公共の秘密基地

好きなものも嫌いなものもたくさんある

ふぞろいの下着たち

今の仕事場に特に文句はないのだが、あえて絞り出すとしたら人に会わないことだ。
職場にはぼくと雇い主である友人しかいない。
友人は客先に行くこともあるが、ぼくは基本的に事務所にいるので、仕事で人と話す機会はあまりない。
ぼくは接客業に向いていないので、仕事中に他人やお客さんと話すのは基本的に好きではない。
なので職場環境としてはセンシティブかつワガママなぼくに向いているのだが、人に会わないとブログのネタに困ることもあるのだ。


以前の職場には、1時間以上かけて電車で通っていた。
何も良いところはなかったのだが、あえて絞り出すとしたらたくさんの人を見る機会があったことだ。
駅を利用する人、同じ電車に乗っている人、同じ職場の人、老若男女様々な人がおり、各々違った人生を歩んでいるだろう。
すれ違った他人がどんな人かを知るすべはないが、他人の公共の場での立ち振る舞いや仕草を見ていると、ふとインスピレーションが湧くことがある。
実際、ブログの序盤は割と電車内の出来事を書いていた気がする。
通勤時間は短いに越したことはないし、二度とああいう環境に戻りたくはないけれど、人の中にいることで見えてくるものはたくさんある。


先日、久しぶりに大学時代の友人と飲みに行った。
場所は人気の焼き鳥屋で、ちょっとお客さんが少ないこんな機会でもないとなかなか予約の取れない店だ。
ぼくはなぜか焼き鳥や串カツなどの竹串に刺さった食物が好きなので、前世は百舌鳥だったのかもしれない。
友人3人と個室で飲んでいたのだが、隣の個室には女性3人と男性1人のグループがいた。
入店するときに見えたのだが、若めの社会人グループのようである。
若さを謳歌しているであろう人たちで、若さゆえの根拠のない自信と万能感に溢れ、仕事に少し慣れてきた時期にありがちな調子乗りな気配を漂わせていて、訳もなく顔面を殴りたくなる衝動に駆られた。


ぼくらが入店したとき、彼らは既に飲み始めていた。
そのときのトークテーマは「スーツの上下が揃っていない男性は嫌だ」というもののようだった。
主に女性陣が声を大にして主張していたのだが、声のデカさに比例して中身の薄い、特に掘り下げることもないそのまんまの内容である。
今はオフィスでもジャケパンコーディネートが増えてきており、組み合わせの上手な人は見ていて感心するほどだ。
ぼくはフォーマルファッションは苦手なので、まだまだ見習うべきところは多い。
ただ単にジャケットとパンツを別のものにすればいいというものではなく、非常に奥の深いコーディネートであるのだが、短慮な彼女らにはそうは映らないのだろう。
というか、そんなことを言うやつに限って自分がどう見られているかは無頓着なものだ。
事実、ぼくはバカ話を大声でしている彼女らを見て、「こいつら下着の上下揃ってないんだろうな」と考えていた。
飲んでいたのは個室と言っても扉のない半個室みたいな空間だったので、トイレに立つ際に彼女たちの所作や服装、面構えを確認し、「あいつはスカートなのに迂闊だし、油断してるときは高校生からの10年物のパンツ履いてるな」などと科捜研の男はパンツプロファイリングを行っていた。
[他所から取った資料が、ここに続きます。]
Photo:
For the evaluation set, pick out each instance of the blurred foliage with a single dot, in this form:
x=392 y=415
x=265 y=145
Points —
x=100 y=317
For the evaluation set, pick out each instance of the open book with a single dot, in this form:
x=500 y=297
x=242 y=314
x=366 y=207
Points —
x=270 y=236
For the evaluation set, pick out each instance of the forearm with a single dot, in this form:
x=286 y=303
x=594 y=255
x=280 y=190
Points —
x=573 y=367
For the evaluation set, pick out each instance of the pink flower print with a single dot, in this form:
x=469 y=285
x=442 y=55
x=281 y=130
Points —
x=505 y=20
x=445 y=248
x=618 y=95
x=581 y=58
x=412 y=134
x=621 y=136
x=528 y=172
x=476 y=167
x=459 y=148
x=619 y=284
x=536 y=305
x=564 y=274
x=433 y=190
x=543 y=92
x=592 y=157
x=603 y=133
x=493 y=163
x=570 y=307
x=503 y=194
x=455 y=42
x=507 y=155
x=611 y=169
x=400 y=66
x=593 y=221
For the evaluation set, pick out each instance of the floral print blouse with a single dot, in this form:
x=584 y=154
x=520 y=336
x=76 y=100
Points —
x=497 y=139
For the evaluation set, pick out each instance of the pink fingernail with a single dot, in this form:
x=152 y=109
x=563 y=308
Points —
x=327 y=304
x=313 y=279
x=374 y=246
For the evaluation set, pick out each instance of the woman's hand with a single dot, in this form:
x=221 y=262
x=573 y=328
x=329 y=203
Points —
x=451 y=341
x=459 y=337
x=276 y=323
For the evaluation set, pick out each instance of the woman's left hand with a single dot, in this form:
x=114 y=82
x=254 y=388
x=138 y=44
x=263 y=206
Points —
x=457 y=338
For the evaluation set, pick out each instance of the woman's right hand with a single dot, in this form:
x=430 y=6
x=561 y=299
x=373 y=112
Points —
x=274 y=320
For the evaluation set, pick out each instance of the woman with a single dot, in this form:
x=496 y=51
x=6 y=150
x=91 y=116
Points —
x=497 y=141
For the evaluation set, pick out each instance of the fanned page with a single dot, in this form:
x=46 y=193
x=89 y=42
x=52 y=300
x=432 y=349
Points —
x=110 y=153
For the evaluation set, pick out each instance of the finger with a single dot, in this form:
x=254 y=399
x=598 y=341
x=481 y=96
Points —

自分ができていないことを相手に求めるのは傲慢というものである。
片付けるのが苦手だから綺麗好きな人と付き合いたいとか、料理ができないから料理上手な人がいいとか、自分の至らなさを棚に上げて相手に甘えているだけである。
得手不得手があるのは仕方がないが、相手任せで寄生する気満々ではなく、お互いに高めあっていこうという姿勢が大切なのだ。
とはいえ、理想を口にするだけなら自由なので好きにすればいい。
まあ、彼女らの下着の上下が揃っていないというのは妄想なので、いついかなるときもテカテカのサテン地で常に臨戦態勢なのかもしれない。
上下不揃いの下着もサテンの下着も、高校生の頃からの10年物もどれも好きなのだが、いつも同じだと飽きるのでメリハリは大切にしよう。


たまにちょっと外に出るだけで、こうやって記事にできるような出来事が世の中には溢れているのだ。
普段は自分のこだわりや好きなもの、納得のいかないことなどを書いているが、自分の中に当たり前に存在している普通のことなので、アウトプットしようという気付きが必要になってくる。
気付かせてくれるのは他人であって、人との交わりの中で自分の考えを再認識・再定義できる。
人は一人でも生きていけると思うけど、誰かがいた方がきっと愉快だろう。